Guardaba el dinero en el corpiño, que se ajustaba mucho para aplastar sus poco cristianos pechos, por lo que siempre estaba húmedo. Llevaba pendientes de oro, gruesos y pesados, de estilo kunukku. Tenía los agujeros de las orejas tan dados, que los lóbulos le colgaban como pesados lazos a los lados del cuello, y los pendientes parecían sentarse en ellos como niños llenos de júbilo en un tiovivo (aunque, por descontado, no giraban). El lóbulo de la oreja derecha se le había rasgado una vez, y el doctor Verghese Verghese tuvo que cosérselo. Kochu María no podía dejar de usar sus pendientes de estilo kunukku porque, si lo hacía, ¿cómo iba a saber la gente que, a pesar de su modesto trabajo de cocinera (setenta y cinco rupias al mes), era una cristiana siria de la Iglesia de Mar Thoma? No una pelaya, ni una pulaya, ni una paraván. Sino una cristiana de casta alta, Tocable (en la que el cristianismo se había filtrado igual que rezuma el té de una bolsita). El coserse los lóbulos rasgados de las orejas era una opción mejor, muchísimo mejor.

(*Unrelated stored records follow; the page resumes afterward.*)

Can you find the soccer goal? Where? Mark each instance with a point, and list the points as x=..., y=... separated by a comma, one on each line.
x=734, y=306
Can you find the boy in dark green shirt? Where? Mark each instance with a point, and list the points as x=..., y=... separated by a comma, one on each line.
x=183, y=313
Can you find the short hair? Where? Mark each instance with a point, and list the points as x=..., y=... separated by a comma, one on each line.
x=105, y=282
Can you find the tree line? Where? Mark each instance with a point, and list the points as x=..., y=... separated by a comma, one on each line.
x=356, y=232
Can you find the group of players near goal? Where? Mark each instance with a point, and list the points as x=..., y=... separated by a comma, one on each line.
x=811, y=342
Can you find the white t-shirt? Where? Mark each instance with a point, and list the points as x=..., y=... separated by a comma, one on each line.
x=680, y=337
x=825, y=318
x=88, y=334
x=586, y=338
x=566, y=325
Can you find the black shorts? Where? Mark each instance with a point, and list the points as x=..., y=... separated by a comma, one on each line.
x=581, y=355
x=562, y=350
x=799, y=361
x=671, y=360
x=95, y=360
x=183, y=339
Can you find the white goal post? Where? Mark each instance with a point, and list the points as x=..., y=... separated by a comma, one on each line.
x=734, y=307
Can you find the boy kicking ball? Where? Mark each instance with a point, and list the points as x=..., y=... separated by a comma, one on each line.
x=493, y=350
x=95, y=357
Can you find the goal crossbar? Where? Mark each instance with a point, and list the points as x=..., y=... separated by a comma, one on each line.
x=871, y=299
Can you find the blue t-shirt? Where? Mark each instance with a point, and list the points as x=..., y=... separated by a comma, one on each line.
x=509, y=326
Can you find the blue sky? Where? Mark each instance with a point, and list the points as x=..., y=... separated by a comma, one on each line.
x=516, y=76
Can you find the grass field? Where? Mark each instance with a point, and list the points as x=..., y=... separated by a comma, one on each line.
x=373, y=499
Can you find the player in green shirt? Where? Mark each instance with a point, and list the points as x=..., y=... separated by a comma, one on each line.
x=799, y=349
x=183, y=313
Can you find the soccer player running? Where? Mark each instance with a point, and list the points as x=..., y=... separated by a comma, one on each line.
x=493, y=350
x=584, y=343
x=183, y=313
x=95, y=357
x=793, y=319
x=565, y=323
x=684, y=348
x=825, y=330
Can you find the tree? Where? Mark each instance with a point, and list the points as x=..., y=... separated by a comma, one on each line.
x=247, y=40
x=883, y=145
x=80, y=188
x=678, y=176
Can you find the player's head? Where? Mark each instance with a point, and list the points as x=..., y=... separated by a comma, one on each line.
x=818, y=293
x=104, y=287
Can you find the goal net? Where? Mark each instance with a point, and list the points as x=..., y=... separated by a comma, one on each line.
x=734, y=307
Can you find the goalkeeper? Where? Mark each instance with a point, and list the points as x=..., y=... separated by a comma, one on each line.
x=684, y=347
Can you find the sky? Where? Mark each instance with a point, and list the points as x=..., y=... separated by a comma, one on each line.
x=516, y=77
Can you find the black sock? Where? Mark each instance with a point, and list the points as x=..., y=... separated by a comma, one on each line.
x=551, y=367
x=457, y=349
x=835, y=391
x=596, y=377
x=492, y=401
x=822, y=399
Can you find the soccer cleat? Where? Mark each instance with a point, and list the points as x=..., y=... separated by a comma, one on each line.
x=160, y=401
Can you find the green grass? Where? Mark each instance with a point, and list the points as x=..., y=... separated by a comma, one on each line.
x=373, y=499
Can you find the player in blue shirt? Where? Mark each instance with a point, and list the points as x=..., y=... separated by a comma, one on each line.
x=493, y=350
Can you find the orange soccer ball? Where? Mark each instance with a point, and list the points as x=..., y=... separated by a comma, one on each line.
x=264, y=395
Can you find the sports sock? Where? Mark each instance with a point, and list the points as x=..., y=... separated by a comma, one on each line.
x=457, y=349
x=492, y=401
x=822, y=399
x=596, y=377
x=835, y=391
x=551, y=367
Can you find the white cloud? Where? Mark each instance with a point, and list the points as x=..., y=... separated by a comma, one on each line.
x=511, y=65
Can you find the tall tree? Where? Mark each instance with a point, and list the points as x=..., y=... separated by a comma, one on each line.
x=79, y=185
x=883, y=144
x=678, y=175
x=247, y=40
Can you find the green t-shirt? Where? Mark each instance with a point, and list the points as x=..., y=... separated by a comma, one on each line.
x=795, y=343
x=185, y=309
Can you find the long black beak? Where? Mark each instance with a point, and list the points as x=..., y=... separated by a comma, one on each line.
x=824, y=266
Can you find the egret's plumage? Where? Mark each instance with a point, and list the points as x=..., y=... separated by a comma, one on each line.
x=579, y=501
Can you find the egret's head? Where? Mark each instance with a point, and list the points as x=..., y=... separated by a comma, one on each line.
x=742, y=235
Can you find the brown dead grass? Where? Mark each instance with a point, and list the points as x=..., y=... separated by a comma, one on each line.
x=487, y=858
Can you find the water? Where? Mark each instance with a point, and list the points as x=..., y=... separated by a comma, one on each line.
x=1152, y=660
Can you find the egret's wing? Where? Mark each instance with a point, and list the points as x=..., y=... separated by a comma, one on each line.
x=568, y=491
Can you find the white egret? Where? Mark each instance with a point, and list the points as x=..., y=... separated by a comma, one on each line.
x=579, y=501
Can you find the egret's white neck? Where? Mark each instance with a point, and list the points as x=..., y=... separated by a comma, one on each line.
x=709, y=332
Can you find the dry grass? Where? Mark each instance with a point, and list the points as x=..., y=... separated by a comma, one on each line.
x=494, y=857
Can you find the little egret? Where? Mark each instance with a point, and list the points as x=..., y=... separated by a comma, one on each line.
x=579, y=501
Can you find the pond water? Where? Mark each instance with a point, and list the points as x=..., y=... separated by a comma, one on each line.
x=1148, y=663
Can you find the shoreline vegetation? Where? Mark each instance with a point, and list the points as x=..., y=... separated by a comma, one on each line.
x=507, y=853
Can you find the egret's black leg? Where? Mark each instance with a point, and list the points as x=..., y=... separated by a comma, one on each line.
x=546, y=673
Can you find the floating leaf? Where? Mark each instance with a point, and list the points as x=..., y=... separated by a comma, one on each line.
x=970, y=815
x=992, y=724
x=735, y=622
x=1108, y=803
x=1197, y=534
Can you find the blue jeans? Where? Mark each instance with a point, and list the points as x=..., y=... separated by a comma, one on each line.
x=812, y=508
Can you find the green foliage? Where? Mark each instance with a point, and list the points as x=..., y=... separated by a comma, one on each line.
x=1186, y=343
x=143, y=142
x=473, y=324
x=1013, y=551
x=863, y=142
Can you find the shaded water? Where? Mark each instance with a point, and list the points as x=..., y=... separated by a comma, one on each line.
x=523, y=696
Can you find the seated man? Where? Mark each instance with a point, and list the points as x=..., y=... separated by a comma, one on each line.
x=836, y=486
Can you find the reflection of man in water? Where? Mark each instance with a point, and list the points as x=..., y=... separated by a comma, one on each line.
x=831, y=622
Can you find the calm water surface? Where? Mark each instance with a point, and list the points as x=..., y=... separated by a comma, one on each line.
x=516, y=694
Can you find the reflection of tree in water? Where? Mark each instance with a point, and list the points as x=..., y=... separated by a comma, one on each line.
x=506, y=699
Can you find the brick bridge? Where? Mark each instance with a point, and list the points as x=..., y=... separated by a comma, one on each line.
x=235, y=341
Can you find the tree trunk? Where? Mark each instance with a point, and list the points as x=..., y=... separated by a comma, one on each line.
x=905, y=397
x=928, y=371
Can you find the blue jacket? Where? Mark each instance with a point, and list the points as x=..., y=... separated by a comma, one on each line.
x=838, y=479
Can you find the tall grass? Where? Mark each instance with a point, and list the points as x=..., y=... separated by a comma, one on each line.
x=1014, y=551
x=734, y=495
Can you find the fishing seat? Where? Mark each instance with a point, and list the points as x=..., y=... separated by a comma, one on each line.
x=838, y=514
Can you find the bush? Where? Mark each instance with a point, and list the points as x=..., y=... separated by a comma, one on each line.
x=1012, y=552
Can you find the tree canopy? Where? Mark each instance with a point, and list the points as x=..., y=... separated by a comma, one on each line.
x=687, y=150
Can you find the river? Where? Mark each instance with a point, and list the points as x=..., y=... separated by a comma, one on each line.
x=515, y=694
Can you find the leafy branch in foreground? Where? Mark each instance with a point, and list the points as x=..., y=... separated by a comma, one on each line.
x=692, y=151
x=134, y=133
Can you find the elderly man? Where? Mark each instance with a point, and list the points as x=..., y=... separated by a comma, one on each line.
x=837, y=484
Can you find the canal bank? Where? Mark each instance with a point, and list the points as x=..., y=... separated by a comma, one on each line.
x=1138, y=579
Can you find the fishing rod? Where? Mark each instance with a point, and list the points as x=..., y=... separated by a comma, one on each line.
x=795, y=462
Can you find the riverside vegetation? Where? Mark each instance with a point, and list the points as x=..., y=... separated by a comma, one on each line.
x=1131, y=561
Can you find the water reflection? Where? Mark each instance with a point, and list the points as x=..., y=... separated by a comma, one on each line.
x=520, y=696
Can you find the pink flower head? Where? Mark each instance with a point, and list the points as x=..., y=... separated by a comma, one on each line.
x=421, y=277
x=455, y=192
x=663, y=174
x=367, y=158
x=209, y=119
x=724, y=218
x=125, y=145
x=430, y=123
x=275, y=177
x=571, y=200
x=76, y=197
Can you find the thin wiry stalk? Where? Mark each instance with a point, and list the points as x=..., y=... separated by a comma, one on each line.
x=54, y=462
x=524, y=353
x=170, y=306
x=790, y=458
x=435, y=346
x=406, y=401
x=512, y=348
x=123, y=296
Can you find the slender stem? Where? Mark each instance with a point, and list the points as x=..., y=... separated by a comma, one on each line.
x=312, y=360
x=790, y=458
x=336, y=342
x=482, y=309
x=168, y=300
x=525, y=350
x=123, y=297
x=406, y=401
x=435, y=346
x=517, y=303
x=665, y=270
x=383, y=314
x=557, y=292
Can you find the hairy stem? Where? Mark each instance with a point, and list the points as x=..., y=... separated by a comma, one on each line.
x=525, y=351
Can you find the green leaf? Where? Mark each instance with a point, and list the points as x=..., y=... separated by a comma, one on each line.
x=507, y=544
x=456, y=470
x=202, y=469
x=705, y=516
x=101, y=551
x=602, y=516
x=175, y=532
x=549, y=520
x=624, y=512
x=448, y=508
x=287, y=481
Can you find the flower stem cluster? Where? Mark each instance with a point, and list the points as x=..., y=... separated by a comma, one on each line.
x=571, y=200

Kochu María todavía no había descubierto a la adicta televisiva que esperaba agazapada en su interior. La adicta a Hulk Hogan. Ni siquiera había visto un televisor hasta entonces. No habría creído que la televisión existiera. Si alguien le hubiera asegurado que existía, habría dado por supuesto que le tomaban el pelo. Kochu María desconfiaba de las versiones del mundo exterior que le daban otras personas. La mayoría de las veces las tomaba como una afrenta deliberada a su falta de cultura y (en otras épocas) a su credulidad. Para entonces, empeñada en cambiar por completo su naturaleza innata, Kochu María había adoptado la táctica de no creer casi nunca nada de lo que dijera nadie. Pocos meses antes, en julio, cuando Rahel le contó que un astronauta estadounidense llamado Neil Armstrong había andado por la Luna, se rió sarcástocamente y dijo que un acróbata malayali llamado O. Muthachen había dado volteretas en el Sol. Con lápices en la nariz. Estaba dispuesta a aceptar que los americanos existían aunque nunca hubiese visto a ninguno. Hasta estaba dispuesta a creer que alguien pudiera llevar un nombre tan absurdo como Neil Armstrong. Pero ¿lo del paseo por la Luna? ¡No, señor! Ni tampoco se creyó las fotografías grises y poco nítidas que aparecieron en el Malayala Manorama, que ella no podía leer.